Kontaktpersonen und Geimpfte: Lücke bei den Regeln für Corona-Tests

Viel Arbeit bereitet dem Gesundheitsamt auch das Thema Tests - es gebe viele Anfragen. Inzwischen habe man im Internet eine Übersicht veröffentlicht, wer wann noch Anspruch auf einen kostenlosen Test hat. "Es gibt einen völlig undurchsichtigen Dschungel an Regelungen, wer unter Vorlage welcher Schreiben wo getestet werden kann", kritisiert Wibmer die Test-Regeln in Bayern. Geimpfte, die mit einem Corona-Infizierten in Kontakt waren, hätten inzwischen keinen Anspruch mehr auf einen kostenlosen Test. Sobald Symptome auftreten, sei der Hausarzt dann die richtige Anlaufstelle.
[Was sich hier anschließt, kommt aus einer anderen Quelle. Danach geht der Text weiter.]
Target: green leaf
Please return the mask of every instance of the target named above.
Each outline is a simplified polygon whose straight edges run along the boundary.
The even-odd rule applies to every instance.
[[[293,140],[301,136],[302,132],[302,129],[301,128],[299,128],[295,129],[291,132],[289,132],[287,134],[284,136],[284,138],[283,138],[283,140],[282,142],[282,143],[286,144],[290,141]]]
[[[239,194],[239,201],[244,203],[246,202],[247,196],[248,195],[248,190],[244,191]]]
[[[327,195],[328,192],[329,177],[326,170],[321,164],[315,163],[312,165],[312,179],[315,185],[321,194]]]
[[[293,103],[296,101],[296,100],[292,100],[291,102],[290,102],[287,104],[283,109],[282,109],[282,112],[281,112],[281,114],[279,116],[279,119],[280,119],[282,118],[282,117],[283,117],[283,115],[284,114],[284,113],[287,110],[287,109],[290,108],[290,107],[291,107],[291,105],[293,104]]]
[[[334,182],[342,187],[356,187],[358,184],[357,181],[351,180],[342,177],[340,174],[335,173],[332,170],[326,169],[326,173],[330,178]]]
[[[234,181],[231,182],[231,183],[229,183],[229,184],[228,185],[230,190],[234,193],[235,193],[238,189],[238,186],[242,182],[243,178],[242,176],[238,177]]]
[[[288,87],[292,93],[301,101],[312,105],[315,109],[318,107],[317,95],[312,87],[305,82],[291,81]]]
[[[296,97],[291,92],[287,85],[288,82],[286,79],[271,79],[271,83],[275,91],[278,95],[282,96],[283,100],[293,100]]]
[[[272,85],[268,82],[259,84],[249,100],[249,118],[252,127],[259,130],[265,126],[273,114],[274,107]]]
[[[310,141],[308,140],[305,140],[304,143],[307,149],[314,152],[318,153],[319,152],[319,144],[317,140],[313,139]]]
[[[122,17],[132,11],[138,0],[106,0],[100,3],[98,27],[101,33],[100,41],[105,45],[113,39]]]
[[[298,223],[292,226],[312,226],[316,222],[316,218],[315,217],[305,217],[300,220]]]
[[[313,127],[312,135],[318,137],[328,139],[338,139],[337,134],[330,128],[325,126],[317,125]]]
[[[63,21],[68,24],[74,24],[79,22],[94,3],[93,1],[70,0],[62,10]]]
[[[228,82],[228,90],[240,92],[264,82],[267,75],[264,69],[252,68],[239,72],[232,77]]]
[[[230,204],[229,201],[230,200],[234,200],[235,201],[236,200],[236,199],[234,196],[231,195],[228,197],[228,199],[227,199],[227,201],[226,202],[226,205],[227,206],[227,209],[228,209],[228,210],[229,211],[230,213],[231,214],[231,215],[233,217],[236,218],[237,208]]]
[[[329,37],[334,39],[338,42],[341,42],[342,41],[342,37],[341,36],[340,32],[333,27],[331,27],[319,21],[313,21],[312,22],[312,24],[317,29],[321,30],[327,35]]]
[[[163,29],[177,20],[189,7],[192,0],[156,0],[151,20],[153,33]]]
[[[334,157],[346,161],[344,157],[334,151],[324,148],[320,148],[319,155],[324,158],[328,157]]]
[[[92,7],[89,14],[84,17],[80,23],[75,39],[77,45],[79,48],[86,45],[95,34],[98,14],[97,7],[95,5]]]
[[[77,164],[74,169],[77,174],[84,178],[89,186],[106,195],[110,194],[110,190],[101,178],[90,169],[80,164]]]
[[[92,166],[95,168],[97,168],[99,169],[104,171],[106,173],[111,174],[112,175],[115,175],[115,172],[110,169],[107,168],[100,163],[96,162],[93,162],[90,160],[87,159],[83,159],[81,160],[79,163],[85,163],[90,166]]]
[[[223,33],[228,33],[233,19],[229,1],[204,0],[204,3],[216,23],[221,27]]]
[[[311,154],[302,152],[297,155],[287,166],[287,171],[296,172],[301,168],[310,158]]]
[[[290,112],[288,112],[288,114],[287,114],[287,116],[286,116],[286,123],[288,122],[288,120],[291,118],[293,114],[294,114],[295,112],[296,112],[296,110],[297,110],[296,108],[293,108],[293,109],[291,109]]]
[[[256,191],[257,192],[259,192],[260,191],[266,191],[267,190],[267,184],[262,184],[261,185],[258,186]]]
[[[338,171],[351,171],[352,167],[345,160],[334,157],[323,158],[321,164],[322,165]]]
Geimpfte Infizierte haben zwar die Möglichkeit, sich nach fünf Tagen aus der Quarantäne frei zu testen, allerdings wird auch dieser Test nicht bezahlt. Wibmer sprach von einer "Regelungslücke". Aktuell fülle das Gesundheitsamt diese Lücke aus, indem Beschäftigte die betroffenen Personen zu Hause besuchen und einen Abstrich nehmen. Aber auch hier gerate man an Grenzen.